Before we start using Airflow, we need to first set up our EMR cluster for Apache Airflow and then proceed to actually install/set up Airflow on our EMR cluster. This segment will be covering the various steps for the above. In the following video.
In the following video, you will learn about the EMR configuration needed for Apache Airflow.
Please note that other steps related to setting up an Amazon EMR instance, such as login steps and YARN parameters steps, will remain the same as in the Introduction to Cloud and AWS Setup module.
As mentioned in the video, most of the steps are similar to previous EMR setups. The only significant changes are in the software packages chosen during the initial setup of the instance.
The following document contains the steps discussed above to set up an AWS EMR instance for Apache Airflow, which you have to follow for this module.
Please note that the entire process is quite big and contains a lot of steps so make sure that you are following the steps correctly.
Now in the following videos, you will learn how to install and set up Airflow on the EMR cluster that have created. In the first video below, you will learn how to set up the MySQL database and execute the first script for installing Airflow dependencies.
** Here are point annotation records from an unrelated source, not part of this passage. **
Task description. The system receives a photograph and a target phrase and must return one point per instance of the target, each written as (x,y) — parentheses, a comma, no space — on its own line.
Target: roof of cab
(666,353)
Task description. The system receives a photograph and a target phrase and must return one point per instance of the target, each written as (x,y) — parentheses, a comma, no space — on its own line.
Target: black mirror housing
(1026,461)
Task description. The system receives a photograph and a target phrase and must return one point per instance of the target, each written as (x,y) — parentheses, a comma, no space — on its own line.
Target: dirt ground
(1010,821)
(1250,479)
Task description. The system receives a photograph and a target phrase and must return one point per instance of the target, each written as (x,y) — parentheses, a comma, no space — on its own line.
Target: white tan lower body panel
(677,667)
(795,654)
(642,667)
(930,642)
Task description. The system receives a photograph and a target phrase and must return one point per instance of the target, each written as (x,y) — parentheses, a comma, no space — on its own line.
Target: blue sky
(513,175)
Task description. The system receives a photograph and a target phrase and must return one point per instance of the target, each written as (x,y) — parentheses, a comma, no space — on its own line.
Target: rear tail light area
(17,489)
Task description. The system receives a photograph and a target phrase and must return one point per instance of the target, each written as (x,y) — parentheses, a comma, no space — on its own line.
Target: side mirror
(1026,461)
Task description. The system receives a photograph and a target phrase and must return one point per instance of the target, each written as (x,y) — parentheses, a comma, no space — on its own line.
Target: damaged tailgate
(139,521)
Now in the following video, you will be continuing the installation of Airflow on your EMR cluster and completing it. You will also be logging into the Web UI for Airflow after the installation is complete.
With this, you have successfully installed Airflow on your EMR cluster and logged into the Airflow Webserver UI.
The installation steps that were followed in the two video above are present in the following document.
Note:
There are two versions of JDK installed on your EMR cluster – JDK 8 and JDK 11. JDK 8 comes installed on EMR cluster by default (required especially by Hive and Spark) and we will be needing JDK 11 to use the Sqoop operator on Airflow. By default, after the Airflow installation steps are complete, your EMR cluster will have JDK 11 enabled. You can freely switch to the other version of JDK by running one of the following commands as applicable as is also mentioned in the document above.
Example
# To switch to JDK 8, run the following command
sudo alternatives --config java <<< 1
# To switch to JDK 11, run the following command
sudo alternatives --config java <<< 3
Output
Note:
Please note that Airflow comes configured with the SequentialExecutor by default. However, for our installation, we will be using the CeleryExecutor.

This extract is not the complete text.